Rahm et al. [11], Gastaud et al. [38] and others [10, 39,40,41] have all shown that despite standardized protocols, classic axillary views are not recommended to assess posterior translation. Our assessment of the effect of projectional variation on our novel quantitative parameters demonstrated that even with 10° and 20° of malpositioning in various planes included, AC–DC and GC–PC continuously increased with increasing severity of ACJ separation. For AC–DC, the maximum mean difference to neutral was 3.2 mm in 20° of anteverted malpositioning, all the other projectional variations lead to a mean difference of less than 2 mm. The various mean projectional variations had even less of an impact on GC–PC with a maximum of 3.1 mm demonstrated with 20° of retroverted malpositioning. A comparative assessment of these quantitative radiographic parameters for ACJ separation to a normal uninjured control side may demonstrate a slight overestimation of AC–DC if the shoulder is too anteverted or adducted. And an underestimation is possible if the shoulder is too abducted or retroverted for AC–DC and anteverted for GC–PC. Both increase in anteversion and retroversion can generally be detected if the glenoid is not centred within the Y formed by the lateral and medial border of the scapula on the Alexander view.

Malpositioning errors may have an impact on the ability to differentiate between RWII and both RWIII injury subtypes in the vertical plane although the ability to differentiate between these less severe injury subtypes may not make a significant impact towards guiding management whilst in the horizontal plane the projectional error has the greatest impact on differentiating between RWII-25 and RWIII0 and both injury types that are treated non-operatively [7, 10, 36, 37, 42,43,44]. Hence, in terms of clinical decision-making in ACJ separations, projection errors would have the greatest impact on the use of CC distance in the vertical plane.

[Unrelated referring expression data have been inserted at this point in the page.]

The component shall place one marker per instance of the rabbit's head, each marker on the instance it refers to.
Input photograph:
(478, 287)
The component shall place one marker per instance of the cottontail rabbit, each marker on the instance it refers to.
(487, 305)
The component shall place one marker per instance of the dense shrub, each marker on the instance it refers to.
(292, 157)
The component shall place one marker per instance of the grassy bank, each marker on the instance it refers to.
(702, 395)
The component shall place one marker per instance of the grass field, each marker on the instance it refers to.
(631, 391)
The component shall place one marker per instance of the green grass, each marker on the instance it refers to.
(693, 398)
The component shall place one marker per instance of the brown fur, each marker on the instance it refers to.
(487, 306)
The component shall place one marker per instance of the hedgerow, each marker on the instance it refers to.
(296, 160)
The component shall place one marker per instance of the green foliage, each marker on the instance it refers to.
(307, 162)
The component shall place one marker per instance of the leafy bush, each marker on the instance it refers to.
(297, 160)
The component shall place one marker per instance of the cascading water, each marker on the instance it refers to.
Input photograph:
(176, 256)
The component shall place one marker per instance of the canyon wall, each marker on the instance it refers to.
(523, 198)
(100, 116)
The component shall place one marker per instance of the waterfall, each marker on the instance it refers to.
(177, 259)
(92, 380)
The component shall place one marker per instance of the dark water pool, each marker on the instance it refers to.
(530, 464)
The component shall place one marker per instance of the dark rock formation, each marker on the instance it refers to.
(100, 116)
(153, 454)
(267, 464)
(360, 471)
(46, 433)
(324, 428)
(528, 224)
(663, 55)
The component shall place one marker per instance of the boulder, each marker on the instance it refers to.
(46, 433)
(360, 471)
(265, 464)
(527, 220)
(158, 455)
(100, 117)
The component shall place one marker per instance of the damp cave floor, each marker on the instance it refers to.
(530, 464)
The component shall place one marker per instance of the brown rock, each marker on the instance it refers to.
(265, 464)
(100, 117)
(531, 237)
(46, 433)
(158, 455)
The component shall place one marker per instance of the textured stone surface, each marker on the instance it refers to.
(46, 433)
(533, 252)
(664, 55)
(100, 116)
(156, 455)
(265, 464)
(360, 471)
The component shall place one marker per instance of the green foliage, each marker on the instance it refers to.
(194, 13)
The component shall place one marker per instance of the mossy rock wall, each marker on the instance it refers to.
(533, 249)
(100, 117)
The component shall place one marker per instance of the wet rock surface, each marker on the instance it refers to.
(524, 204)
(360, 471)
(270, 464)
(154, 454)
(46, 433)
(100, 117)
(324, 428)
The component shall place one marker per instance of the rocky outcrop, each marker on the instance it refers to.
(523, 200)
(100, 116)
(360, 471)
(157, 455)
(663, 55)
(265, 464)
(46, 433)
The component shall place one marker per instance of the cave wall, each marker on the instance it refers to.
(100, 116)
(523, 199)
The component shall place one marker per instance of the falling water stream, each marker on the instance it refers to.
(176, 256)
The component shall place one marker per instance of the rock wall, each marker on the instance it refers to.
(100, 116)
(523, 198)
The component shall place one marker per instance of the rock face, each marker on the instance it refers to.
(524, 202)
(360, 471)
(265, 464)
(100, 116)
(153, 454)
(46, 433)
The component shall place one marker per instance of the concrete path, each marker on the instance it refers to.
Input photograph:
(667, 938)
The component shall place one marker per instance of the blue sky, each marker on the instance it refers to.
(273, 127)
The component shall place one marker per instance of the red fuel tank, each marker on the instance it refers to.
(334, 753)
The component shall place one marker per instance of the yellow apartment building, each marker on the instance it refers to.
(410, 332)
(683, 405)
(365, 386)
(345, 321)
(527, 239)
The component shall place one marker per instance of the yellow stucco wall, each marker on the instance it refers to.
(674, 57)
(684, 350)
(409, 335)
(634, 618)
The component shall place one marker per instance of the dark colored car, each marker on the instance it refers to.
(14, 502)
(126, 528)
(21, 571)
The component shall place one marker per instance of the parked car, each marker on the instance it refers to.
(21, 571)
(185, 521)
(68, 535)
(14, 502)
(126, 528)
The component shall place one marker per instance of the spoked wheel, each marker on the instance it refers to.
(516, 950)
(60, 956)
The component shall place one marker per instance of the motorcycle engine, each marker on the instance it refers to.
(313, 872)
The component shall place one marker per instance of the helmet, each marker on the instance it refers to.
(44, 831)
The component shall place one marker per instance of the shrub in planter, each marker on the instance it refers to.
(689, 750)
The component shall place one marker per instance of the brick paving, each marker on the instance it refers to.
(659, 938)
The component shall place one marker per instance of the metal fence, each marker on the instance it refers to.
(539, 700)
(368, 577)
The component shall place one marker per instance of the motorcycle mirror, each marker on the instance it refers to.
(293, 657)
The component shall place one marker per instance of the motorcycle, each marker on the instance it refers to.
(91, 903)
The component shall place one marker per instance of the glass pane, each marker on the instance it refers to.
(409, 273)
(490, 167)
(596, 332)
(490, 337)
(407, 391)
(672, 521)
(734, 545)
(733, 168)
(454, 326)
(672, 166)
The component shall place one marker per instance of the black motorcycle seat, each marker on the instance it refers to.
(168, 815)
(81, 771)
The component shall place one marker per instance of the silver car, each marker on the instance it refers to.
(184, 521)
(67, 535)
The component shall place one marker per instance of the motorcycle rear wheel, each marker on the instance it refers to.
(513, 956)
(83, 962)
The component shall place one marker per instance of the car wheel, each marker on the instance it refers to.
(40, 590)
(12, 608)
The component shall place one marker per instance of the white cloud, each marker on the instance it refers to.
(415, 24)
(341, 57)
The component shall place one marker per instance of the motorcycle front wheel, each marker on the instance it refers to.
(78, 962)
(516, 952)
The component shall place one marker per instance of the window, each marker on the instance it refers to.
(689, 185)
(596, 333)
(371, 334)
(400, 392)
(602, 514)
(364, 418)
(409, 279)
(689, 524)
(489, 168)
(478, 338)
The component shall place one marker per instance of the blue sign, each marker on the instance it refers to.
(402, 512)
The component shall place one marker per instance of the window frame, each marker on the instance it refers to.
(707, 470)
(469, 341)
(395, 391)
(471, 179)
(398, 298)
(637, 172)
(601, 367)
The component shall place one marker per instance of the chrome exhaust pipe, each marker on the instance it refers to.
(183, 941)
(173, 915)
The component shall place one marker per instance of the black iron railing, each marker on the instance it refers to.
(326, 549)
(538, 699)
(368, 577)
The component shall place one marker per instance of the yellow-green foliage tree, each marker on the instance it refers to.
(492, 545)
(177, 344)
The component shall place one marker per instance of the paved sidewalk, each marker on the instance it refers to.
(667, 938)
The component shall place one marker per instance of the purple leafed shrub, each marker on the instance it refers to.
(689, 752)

This study has several limitations. It is an in vitro study which utilizes one Sawbone scapular model in different orientations and therefore it does not fully represent the subtle anatomical variations between patients. A further limitation is the static and not dynamic experimental setup in our study. Absolute distances may change in a cadaver or clinical setup, and our values cannot be directly transferred to clinical practice. The clinical relevance of these new parameters and its role in guiding management of ACJ separations can only be fully understood and validated with a prospective clinical study. Reliable radiographic assessment of vertical and horizontal stability has an important role in guiding management, but the patients’ symptoms, functional demands and clinical examination findings are invaluable. Then, our analysis is based on radiographs with a predefined centre of the radiograph beam. This has become the standard setup for shoulder radiographs and it may not apply to radiographs obtained in other ways. The influence of variations on the radiograph centring and film focus distance was not analysed. This study did, however, analyse the data of different orientations of the model and its influence on these distances which was reported to be minor. This possibility indicates that the variation of the radiograph centring may not have a significant contribution to the overall results. The conclusions are therefore only directly transferable to radiographs centred on the glenoid centre.

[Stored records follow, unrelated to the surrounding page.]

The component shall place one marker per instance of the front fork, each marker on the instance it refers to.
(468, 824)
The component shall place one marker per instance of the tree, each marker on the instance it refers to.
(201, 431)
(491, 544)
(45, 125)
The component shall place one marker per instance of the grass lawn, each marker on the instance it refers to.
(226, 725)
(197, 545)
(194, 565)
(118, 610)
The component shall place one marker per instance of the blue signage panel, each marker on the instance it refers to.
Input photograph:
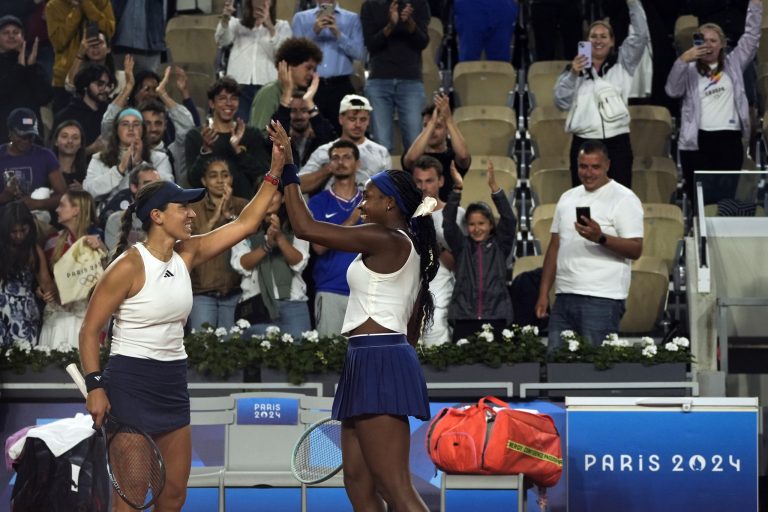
(267, 411)
(662, 460)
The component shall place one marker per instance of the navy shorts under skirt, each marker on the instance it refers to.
(382, 375)
(149, 394)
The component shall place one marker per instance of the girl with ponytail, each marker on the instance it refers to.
(389, 304)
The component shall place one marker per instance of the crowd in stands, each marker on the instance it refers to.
(93, 107)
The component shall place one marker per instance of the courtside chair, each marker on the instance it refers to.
(484, 82)
(546, 126)
(663, 227)
(190, 40)
(492, 482)
(650, 128)
(542, 77)
(541, 222)
(216, 410)
(487, 130)
(647, 297)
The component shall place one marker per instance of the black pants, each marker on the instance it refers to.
(718, 151)
(619, 152)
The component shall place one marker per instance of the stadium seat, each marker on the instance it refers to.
(541, 222)
(650, 130)
(663, 229)
(542, 77)
(548, 136)
(685, 27)
(487, 130)
(190, 40)
(483, 82)
(647, 297)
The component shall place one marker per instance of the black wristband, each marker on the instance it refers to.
(93, 381)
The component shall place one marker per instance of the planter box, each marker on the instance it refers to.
(478, 373)
(15, 384)
(622, 372)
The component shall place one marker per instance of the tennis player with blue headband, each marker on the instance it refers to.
(147, 291)
(389, 303)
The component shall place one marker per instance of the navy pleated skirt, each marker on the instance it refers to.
(149, 394)
(382, 375)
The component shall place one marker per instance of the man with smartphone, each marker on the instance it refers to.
(597, 230)
(339, 35)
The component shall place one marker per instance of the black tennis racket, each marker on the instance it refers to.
(317, 454)
(134, 463)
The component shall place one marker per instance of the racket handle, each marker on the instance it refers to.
(77, 377)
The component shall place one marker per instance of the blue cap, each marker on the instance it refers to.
(169, 192)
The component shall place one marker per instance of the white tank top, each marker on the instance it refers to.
(388, 299)
(150, 325)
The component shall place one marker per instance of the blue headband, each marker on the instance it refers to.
(384, 183)
(130, 112)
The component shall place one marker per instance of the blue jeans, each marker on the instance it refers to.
(217, 311)
(592, 317)
(388, 95)
(294, 319)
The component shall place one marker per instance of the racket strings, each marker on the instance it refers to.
(318, 454)
(136, 467)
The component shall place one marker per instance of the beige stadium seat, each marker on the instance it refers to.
(547, 185)
(547, 128)
(542, 77)
(647, 295)
(190, 40)
(663, 228)
(685, 27)
(650, 129)
(487, 130)
(483, 82)
(541, 222)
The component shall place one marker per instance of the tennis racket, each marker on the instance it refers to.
(317, 454)
(134, 463)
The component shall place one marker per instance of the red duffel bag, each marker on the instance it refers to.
(486, 440)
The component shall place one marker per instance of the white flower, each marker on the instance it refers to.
(531, 328)
(488, 335)
(649, 350)
(311, 336)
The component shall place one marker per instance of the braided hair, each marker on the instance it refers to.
(424, 238)
(126, 223)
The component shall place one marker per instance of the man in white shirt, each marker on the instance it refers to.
(354, 116)
(589, 257)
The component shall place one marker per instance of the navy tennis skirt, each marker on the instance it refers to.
(149, 394)
(382, 375)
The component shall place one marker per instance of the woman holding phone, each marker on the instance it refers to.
(389, 303)
(147, 291)
(715, 126)
(595, 91)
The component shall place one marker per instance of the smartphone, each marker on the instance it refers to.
(582, 211)
(585, 49)
(92, 30)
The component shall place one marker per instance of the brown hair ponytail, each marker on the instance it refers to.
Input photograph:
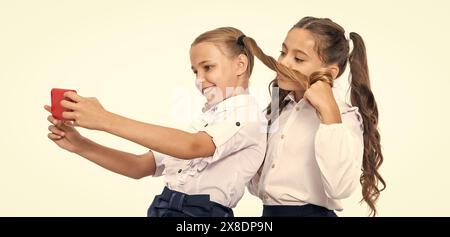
(362, 97)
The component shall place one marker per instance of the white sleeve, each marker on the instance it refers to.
(339, 151)
(253, 185)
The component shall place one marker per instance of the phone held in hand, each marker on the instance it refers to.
(57, 95)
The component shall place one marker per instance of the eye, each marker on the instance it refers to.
(207, 67)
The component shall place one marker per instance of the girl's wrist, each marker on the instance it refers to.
(330, 113)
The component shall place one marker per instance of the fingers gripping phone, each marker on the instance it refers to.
(57, 95)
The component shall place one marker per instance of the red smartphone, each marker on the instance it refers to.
(57, 96)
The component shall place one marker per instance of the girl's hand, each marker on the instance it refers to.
(65, 135)
(320, 96)
(87, 112)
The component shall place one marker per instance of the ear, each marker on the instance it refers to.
(334, 69)
(241, 63)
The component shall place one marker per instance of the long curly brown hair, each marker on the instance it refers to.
(333, 48)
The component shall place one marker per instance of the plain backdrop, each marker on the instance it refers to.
(134, 57)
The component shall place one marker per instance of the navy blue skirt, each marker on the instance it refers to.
(177, 204)
(308, 210)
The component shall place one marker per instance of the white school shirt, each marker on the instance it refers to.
(308, 162)
(238, 129)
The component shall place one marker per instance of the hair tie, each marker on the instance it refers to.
(240, 40)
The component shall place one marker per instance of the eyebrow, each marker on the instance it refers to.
(202, 62)
(296, 50)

AC–DC and GC–PC are two novel quantitative radiographic parameters of vertical and horizontal instability in ACJ dislocations that demonstrate excellent reliability and validity. They are both measured on lateral Alexander radiographic views with reasonable inertness to projectional errors. The CC distance may underestimate the severity of ACJ separations especially when there is horizontal instability. We recommend the use of AC–DC for assessing vertical displacement and GC–PC for assessing horizontal displacement in a single Alexander view to guide the appropriate management of ACJ separations. A better appreciation of the degree of horizontal instability, especially in lower Rockwood grades (II, III) of ACJ dislocations, may improve management of these controversial injuries.